Google Opposes Imposition of Sanctions in Play Store Antitrust Cases


Google filed an opposition motion on Thursday, opposing discovery sanctions brought by the plaintiffs over deleted internal chat messages in the Google Play Store antitrust litigation. According to Google, it has complied with its evidentiary preservation obligations and the plaintiffs cannot show that it deliberately intended to deprive them of the information.

As previously reported, the federal, state, and private plaintiffs pursuing monopolization claims against Google over its app store distribution practices and payment policies sought sanctions against the tech titan for what they perceived as evidentiary spoliation. In turn, the plaintiffs requested an adverse jury instruction permitting the panel to infer that the deleted information was harmful to Google’s case.

Now, Google responds that it “fully complied with its discovery obligations by taking robust steps to preserve relevant chats, including by issuing litigation hold notices regarding chat preservation and automatically preserving certain categories of chats.” Contrary to the plaintiffs’ allegations, it says it took reasonable steps to preserve the internal chat messages, which is all that is required by law.

Further, the defendant claims that the plaintiffs have not shown they will suffer prejudice as a result of being denied the discovery.
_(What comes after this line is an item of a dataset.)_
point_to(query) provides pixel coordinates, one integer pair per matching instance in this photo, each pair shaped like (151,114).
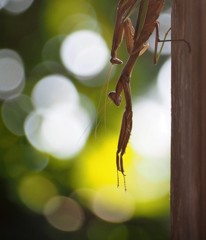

The plaintiffs did not explain why the “massive corpus” of other discovery would not suffice, pointing to a statement from the presiding judge that “‘[w]hen you have email and memos and documents and everything else, the chats seems [like] the tail on the dog, in terms of where you’re going to find good evidence.’”

Lastly, Google ventured that plaintiffs’ requested relief is reserved for extreme circumstances not present here. The inference that the lost Google information was unfavorable “makes no sense here in light of Google’s extensive efforts to preserve custodial ESI and its issuance of litigation hold instructions regarding chat preservation,” the opposition added.

Google is represented by Morgan, Lewis & Bockius LLP and O’Melveny Myers LLP.